A opinião dos rabinos geralmente é de proibição a qualquer modalidade de atordoamento pré-abate. Por este motivo, países como Noruega, Suíça, Suécia e Holanda proíbem a realização do sacrifício ritual desta modalidade [5].

Atrelados também à ideia de alimentação saudável da culinária judaica, os alimentos kosher reiteram mercados cada vez mais afastados no mundo, tanto para a alimentação de praticantes do judaísmo ou não [6]. Israel — que concentra a maior população judaica relativa no mundo — impõe a certificação de qualidade como barreira técnica em todo o território sionista.

Embora possua uma cultura consolidada nos EUA e União Européia, as necessidades kosher são desconhecidas ao povo brasileiro. O crescimento é visto de maneira emergente no cenário nacional e regulado pela BDK. Segundo dados de 2017, cerca de 30 empresas são visitadas todos os meses por rabinos para garantir a manutenção dos preceitos judaicos.

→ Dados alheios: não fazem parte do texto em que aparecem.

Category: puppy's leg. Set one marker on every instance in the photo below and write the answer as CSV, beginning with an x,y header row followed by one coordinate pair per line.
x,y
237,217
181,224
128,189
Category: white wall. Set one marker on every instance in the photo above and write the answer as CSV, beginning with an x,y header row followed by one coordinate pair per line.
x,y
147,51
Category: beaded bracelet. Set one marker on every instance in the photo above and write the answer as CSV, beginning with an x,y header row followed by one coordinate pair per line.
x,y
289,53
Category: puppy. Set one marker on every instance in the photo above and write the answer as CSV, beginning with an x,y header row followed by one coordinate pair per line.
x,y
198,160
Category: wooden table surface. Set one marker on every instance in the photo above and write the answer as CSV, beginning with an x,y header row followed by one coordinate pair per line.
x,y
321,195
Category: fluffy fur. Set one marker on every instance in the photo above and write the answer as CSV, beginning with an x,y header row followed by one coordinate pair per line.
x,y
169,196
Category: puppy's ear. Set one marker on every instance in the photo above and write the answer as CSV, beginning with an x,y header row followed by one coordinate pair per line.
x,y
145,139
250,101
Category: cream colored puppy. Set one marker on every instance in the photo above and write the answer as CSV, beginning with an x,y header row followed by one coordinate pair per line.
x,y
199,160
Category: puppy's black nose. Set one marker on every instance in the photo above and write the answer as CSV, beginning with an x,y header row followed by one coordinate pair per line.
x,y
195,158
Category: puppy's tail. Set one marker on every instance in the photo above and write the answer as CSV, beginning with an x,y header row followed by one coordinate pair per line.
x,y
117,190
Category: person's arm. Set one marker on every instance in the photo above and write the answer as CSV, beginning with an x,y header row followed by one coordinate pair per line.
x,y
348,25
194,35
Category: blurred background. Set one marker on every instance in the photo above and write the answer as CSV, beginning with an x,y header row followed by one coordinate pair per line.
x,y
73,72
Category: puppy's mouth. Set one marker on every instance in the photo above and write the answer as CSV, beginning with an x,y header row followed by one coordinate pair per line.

Com a certificação mais consolidada em terreno internacional, os alimentos kosher incorporam toda uma riquíssima cultura alimentar desenvolvida na simbologia hebraica. Com este texto, espero ter mostrado um pouco da importância da manutenção de diferenças culturais à sociedade! Obrigado pela leitura e até a próxima!

 

Referências
[1]: PANCHERI, Ivanira; DE CARVALHO CAMPOS, Roberto Augusto. Abate Halal e Kosher e bem-estar animal. Unisul de Fato e de Direito: revista jurídica da Universidade do Sul de Santa Catarina, v. 10, n. 20, p. 59-71, 2020.
[2]: SUL, Equipe Zona. Kosher: A gastronomia como símbolo espiritual do judaísmo. Portal Gastronomia Carioca, 03 set. 2021. Disponível aqui.
 [3] IZIDORO, Thiago Braga et al. O abate de frangos pelo método Kosher: definições, conjuntura de mercado e perspectivas de estudo. Veterinária e Zootecnia, p. 274-282, 2012.
[4]: CODIGNOLI, Fábio. A faca chalaf da comida kosher. Guilda dos cuteleiros, 16 mar. 2003. Disponível aqui.
[5]: MENDONÇA, Pâmella Stéfani Melo; CAETANO, Graciele Araújo de Oliveira. Abate de bovinos:
Considerações sobre o abate humanitário e jugulação cruenta
. 2017.
[6]: RIBEIRO, Érika Neves; DO AMARAL, Larissa Maciel. Certificação kosher como estratégia de acesso a novos mercados. ACADEMIA, 2017. Disponível aqui.